V - cooperativa: sociedade ou empresa constituída por membros de determinado grupo econômico ou social, e que objetiva desempenhar, em benefício comum, determinada atividade econômica;

VI - desvio do curso de água: desvio no curso natural da água, com ou sem direção, realizado por meio de obra de engenharia;

VII - outorga: um dos instrumentos da Política Nacional de  Recursos Hídricos e da Política de Recursos Hídricos do Distrito Federal, usado como auxílio na gestão desses recursos, constituído por ato administrativo concedido pela ADASA, por tempo determinado, que concede o direito de uso da água;

VIII - uso coletivo: uso de recursos hídricos por 02 (dois) ou mais usuários;

IX - usuário: pessoa física ou jurídica, de direito público ou privado, que faça uso de recursos hídricos, superficiais ou subterrâneos;

X - vazão outorgada: volume de água utilizado por determinado tempo e autorizado pelo órgão outorgante em favor do usuário;

XI - vazão mínima remanescente: a menor vazão a ser mantida no curso de água à jusante de uma seção de controle ou intervenção hidráulica, preservando os usos de recursos hídricos que devem ser atendidos, considerando os termos do art. 7º da Resolução/ADASA nº 350, de 23 de junho de 2006.

TÍTULO III

DOS CRITÉRIOS PARA OUTORGA

Art. 3º - Sem prejuízo de outros critérios legais, a outorga de direito de uso dos recursos hídricos por meio de canais obedecerá aos seguintes critérios:

I - a regularização e a construção de canais somente serão permitidas para o uso coletivo, com observância aos princípios da segurança pública, da boa convivência, respeito mútuo e busca permanente pela harmonia;

II - os usuários de canal deverão constituir legalmente associação, condomínio, cooperativa ou qualquer entidade representativa que oficie junto à ADASA;

III - a outorga será concedida à entidade representativa, que indicará 01 (um) representante legal que responderá junto à ADASA;

IV - poderão ser adotadas metas progressivas para melhoria da eficiência do canal visando à garantia da vazão remanescente;

V - a vazão outorgada será o somatório das demandas dos usuários acrescido de até 20% (vinte por cento) para reposição das perdas de água no canal, tendo ele revestimento ou não, e corresponderá à vazão de entrada;

VI - a ADASA terá seu ponto de controle coincidente com ponto de desvio do curso de água ou de captação no corpo hídrico;

VII - a repartição e distribuição de eventuais excedentes de água ficarão a cargo da entidade representativa que comunicará a ADASA;

VIII - a entidade representativa deverá criar estrutura de controle e medição na entrada do canal a fim de monitorar a vazão de entrada;

IX - o canal deverá possuir, ao longo de todo o trecho, estruturas de saídas equipadas com medidores ou registros que possibilitem, a cada usuário, fazer a retirada de água correspondente à sua demanda;

X - o canal poderá ser fechado no final de seu trecho, ou ter estrutura que permita o retorno da água do canal até o corpo hídrico, preservando a qualidade da água;

XI - as concepções para construção de novos canais e as adequações estruturais dos existentes deverão contar com levantamentos topográficos, dimensionamento do canal, proteção lateral, passagem de nível, compactação de fundo e cercas laterais, revestimento parcial ou total;

XII - é vedado o acesso de animais ao canal.
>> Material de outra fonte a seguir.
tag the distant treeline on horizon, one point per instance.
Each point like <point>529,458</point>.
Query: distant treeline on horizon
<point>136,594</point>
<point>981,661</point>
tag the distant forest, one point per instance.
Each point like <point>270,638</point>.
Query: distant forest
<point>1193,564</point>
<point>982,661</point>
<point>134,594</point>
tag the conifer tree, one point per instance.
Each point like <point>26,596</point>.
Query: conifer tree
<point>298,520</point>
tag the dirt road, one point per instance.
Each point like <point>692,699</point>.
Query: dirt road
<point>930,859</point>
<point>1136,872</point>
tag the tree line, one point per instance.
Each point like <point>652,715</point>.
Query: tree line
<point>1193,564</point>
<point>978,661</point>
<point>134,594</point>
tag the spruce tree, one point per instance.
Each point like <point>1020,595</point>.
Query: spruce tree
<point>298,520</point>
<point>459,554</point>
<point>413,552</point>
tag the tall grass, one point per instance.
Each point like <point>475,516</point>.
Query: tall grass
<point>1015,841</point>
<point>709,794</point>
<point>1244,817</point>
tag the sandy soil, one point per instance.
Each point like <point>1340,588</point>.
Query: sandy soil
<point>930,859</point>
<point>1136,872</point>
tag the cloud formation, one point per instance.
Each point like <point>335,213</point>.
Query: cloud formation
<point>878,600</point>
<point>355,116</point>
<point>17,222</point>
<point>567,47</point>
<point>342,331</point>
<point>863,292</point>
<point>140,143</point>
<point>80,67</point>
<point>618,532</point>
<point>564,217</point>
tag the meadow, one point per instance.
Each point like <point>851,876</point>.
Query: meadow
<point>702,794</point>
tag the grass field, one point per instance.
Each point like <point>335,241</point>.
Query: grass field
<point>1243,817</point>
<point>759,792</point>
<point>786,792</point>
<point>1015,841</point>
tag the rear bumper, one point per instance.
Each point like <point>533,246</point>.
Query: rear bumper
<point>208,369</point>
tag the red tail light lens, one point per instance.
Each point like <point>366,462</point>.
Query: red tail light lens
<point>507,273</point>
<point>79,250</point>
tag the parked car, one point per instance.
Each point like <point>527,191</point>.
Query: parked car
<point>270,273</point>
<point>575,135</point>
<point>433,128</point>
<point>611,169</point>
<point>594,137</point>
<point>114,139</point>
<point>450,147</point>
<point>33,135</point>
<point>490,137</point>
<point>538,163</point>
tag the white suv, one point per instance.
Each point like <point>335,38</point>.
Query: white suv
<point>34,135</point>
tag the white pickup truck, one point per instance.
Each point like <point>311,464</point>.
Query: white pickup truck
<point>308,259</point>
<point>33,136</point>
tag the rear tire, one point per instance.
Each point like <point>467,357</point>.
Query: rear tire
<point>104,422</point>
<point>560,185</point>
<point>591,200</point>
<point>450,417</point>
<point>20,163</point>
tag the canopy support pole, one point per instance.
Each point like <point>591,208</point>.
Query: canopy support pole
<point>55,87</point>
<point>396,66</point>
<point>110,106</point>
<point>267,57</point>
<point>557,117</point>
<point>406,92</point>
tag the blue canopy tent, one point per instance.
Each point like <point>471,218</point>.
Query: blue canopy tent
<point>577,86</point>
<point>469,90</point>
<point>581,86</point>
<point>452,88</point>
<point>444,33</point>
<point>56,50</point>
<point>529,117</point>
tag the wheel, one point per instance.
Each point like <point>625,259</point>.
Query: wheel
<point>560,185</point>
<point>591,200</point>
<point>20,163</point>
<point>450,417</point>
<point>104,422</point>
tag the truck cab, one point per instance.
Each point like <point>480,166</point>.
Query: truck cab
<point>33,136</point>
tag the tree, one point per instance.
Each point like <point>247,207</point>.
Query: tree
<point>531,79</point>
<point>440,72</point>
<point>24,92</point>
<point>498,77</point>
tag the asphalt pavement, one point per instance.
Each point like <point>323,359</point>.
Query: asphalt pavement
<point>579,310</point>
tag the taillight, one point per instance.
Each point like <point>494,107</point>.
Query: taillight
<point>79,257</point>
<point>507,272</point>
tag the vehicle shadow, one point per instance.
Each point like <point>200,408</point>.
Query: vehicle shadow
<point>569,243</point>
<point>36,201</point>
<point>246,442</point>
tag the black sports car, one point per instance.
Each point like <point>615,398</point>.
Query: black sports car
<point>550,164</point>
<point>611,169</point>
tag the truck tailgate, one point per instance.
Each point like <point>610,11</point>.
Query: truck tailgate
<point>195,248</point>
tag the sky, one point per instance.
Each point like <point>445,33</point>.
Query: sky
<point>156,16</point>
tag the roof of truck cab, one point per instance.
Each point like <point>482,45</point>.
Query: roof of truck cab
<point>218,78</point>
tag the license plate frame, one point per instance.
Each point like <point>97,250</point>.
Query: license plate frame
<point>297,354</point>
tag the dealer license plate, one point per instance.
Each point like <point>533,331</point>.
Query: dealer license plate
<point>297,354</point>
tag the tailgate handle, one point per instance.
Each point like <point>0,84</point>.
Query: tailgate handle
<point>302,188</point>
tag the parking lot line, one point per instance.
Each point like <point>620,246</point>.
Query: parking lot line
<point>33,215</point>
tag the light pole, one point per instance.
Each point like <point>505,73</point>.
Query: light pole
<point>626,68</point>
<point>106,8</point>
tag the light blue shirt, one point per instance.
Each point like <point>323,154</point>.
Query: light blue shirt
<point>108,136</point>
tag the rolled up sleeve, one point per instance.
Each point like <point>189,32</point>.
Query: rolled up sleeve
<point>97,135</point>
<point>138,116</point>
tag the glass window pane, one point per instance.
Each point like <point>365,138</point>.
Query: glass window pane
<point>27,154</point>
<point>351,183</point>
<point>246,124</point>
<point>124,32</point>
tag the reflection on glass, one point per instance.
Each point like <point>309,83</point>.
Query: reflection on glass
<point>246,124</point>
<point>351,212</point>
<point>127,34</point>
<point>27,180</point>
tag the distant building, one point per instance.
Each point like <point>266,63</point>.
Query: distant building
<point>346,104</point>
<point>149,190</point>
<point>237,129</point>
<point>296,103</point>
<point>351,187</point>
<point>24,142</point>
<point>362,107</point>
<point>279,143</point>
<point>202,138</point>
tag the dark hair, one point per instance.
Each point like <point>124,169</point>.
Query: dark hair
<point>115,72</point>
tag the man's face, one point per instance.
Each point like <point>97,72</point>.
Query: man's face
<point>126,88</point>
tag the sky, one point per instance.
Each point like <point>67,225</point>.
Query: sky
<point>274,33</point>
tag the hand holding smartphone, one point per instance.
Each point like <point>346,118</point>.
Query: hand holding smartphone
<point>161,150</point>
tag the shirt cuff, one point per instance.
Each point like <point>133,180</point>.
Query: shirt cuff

Estrutura paralela deverá ser construída para atender a demanda de dessedentação animal;

XIII - é vedado interceptar os canais e formar lagoas, bem como permitir a passagem do canal em currais, criadouros e outros ambientes que possam poluir as águas;

XIV - é vedado o desvio do canal para formação de sub-canais sem a expressa autorização da ADASA;

XV - é vedada a obstrução do canal.

TÍTULO IV

DO PROCEDIMENTO PARA PEDIDO DE OUTORGA

Art. 4º - A ADASA disponibilizará em seu site, aos interessados, o formulário para pedido de outorga (Anexo IV), o qual deverá ser preenchido e assinado.

Art. 5º - Fica facultada a adoção de sistema eletrônico para cadastro, requerimento e expedição de outorgas, podendo dispensar apresentação dos originais da documentação exigível, ficando o usuário obrigado a disponibilizar os documentos, a qualquer tempo, para fins de verificação e fiscalização.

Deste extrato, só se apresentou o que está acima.